Furthermore, by tapping into a “national” exchange of information that is, in part, contributed to by partners in the private sector, the DHS also found a way to circumvent privacy restrictions in the Privacy Act of 1974. Now, DHS can use the efficiency and flexibility of the private sector to mine and analyze data that, by law, it is prohibited from collecting and maintaining on its own. Moreover, national crime database systems such as the Regional Information Sharing Systems (RISSnet) are federally funded, but controlled by state and local level law enforcement entities; adding even more insulation from oversight despite its “critical” role in the overall Information Sharing Environment — the federal nexus of information sharing through which all of this data eventually flows.
The original goal may have been to improve communication between levels of law enforcement, but instead law enforcement has created one enormous Cloud of data on private citizens, that is breathtaking in its scope. This vast database is subject to virtually no oversight or accountability as to what information is collected, who is able to access the data, or how the data is used in “fighting crime.” In essence, this “fusion” has created the same type of shadowy “DarkNet” for law enforcement information sharing for which the federal government has demonized (and prosecuted) the private sector. The end result leaves local law enforcement with resources once only available to federal agencies, and federal agencies with access to surveillance capabilities previously available only to local law enforcement.

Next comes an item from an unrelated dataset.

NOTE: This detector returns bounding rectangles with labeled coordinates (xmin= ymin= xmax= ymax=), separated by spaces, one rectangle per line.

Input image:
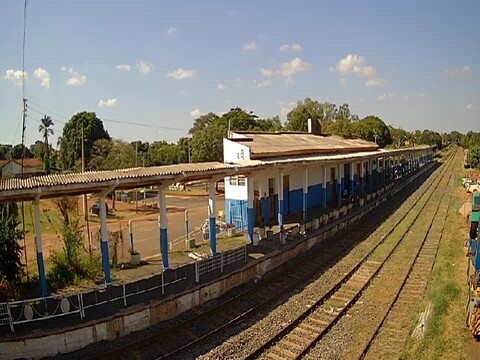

The only privacy protections afforded to citizens within the ISE are the same hollow promises of respecting “civil liberties” made by those who reject any hint of greater civil liberties oversight, or state and local law enforcement refusing to participate in this information sharing – something not likely to happen given the clear trends of over-criminalization and over-militarization. Ultimately, it is the lack of privacy protections or civil liberties oversight that allows law enforcement to turn completely legal activities, like owning a gun or supporting third-party candidates, into actionable intelligence based on some vague notion of “suspicious activity.”
Given the vastness of these networks, and collusion between private sector and law enforcement officials at the local, state and federal levels, only Congress has the necessary leverage to penetrate the shield that for so long has protected this law enforcement “DarkNet” from scrutiny. Its task however, will not be easy. Despite serious deficiencies in the fusion centers system documented in a two-year, bipartisan investigation by the Senate Permanent Subcommittee on Investigations the system remains, in the view of the respected Electronic Frontier Foundation, completely immune from oversight.
Now that Republicans, led by pro-privacy leaders such as Sen. Rand Paul and Rep. Justin Amash, have regained control over the House and the Senate, GOP officials should, at a minimum, immediately call for hearings. The value of such hearings lies in uncovering what exactly is being shared among law enforcement agencies about private citizens on these networks; and then to legislate safeguards to ensure the constitutional rights respected in one state are not used against law-abiding citizens in another. Otherwise, the type of abuse against a lawful Florida concealed-carry permit holder by Maryland traffic police, will become even more commonplace in states where freedom is trumped by “security.”